Fiona Apple joined Garbage’s Shirley Manson last night in a special guest performance aimed at Recording Academy President and CEO Neil Portnow. The duet came during Manson’s headlining set at Girlschool, a festival celebrating artists who identify as female.

The two women covered Lesley Gore’s defiant 1963 Top 10 hit “You Don’t Own Me,” with Apple brandishing on a handwritten message on her t-shirt: “KNEEL, PORTNOW.” The Grammy executive drew sharp criticism when, after only one of the awards given out during the televised portion of the show went to a woman -- Alessia Cara for Best New Artist -- he suggested during a backstage interview that women needed to “step up” in the music industry. “[Women] who want to be musicians, engineers, producers, and want to be part of the industry on the executive level [need] to step up.
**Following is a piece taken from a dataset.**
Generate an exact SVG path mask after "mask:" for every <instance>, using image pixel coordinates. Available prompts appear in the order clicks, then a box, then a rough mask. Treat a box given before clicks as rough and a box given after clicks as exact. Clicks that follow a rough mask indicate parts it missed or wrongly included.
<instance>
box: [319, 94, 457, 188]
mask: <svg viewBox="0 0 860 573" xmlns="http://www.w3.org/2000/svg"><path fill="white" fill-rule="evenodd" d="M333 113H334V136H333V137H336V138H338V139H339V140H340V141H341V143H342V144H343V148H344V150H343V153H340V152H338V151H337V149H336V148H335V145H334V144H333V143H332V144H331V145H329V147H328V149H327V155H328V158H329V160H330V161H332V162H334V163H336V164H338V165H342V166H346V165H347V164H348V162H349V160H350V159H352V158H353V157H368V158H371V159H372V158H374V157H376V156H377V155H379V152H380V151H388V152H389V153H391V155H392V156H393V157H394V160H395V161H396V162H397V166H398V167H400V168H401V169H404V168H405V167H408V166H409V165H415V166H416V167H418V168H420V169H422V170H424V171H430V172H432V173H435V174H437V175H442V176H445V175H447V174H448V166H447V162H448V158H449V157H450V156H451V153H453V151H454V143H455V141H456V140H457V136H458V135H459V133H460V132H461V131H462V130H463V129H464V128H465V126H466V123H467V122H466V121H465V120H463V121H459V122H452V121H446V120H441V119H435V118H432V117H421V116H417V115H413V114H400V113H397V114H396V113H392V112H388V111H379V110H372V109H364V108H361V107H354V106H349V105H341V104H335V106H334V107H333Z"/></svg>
"I think they would be welcome," he added. "I don’t have personal experience of those kinds of brick walls that you face but I think it’s upon us — us as an industry — to make the welcome mat very obvious, breeding opportunities for all people who want to be creative and paying it forward and creating that next generation of artists."

He later explained the comments, saying they were taken out of context. “Sunday night, I was asked a question about the lack of female artist representation in certain categories of this year’s Grammy Awards. Regrettably, I used two words, ‘step up,’ that, when taken out of context, do not convey my beliefs and the point I was trying to make. Our industry must recognize that women who dream of careers in music face barriers that men have never face," he said. "I regret that I wasn’t as articulate as I should have been in conveying this thought,” he concluded. “I remain committed to doing everything I can to make our music community a better, safer, and more representative place for everyone.”

Since then, many inside and outside the music industry have called on Portnow to resign. A group of senior executives in the field, led by music business attorney Rosemary Carroll, took swift action in penning a letter to Portnow. It read, "The statement you made this week about women in music needing to ‘step up’ was spectacularly wrong and insulting and, at its core, oblivious to the vast body of work created by and with women,” the letter says. “Today we are stepping up and stepping in to demand your resignation.”

Instead, Portnow has announced a new task force to help address gender bias in the music industry.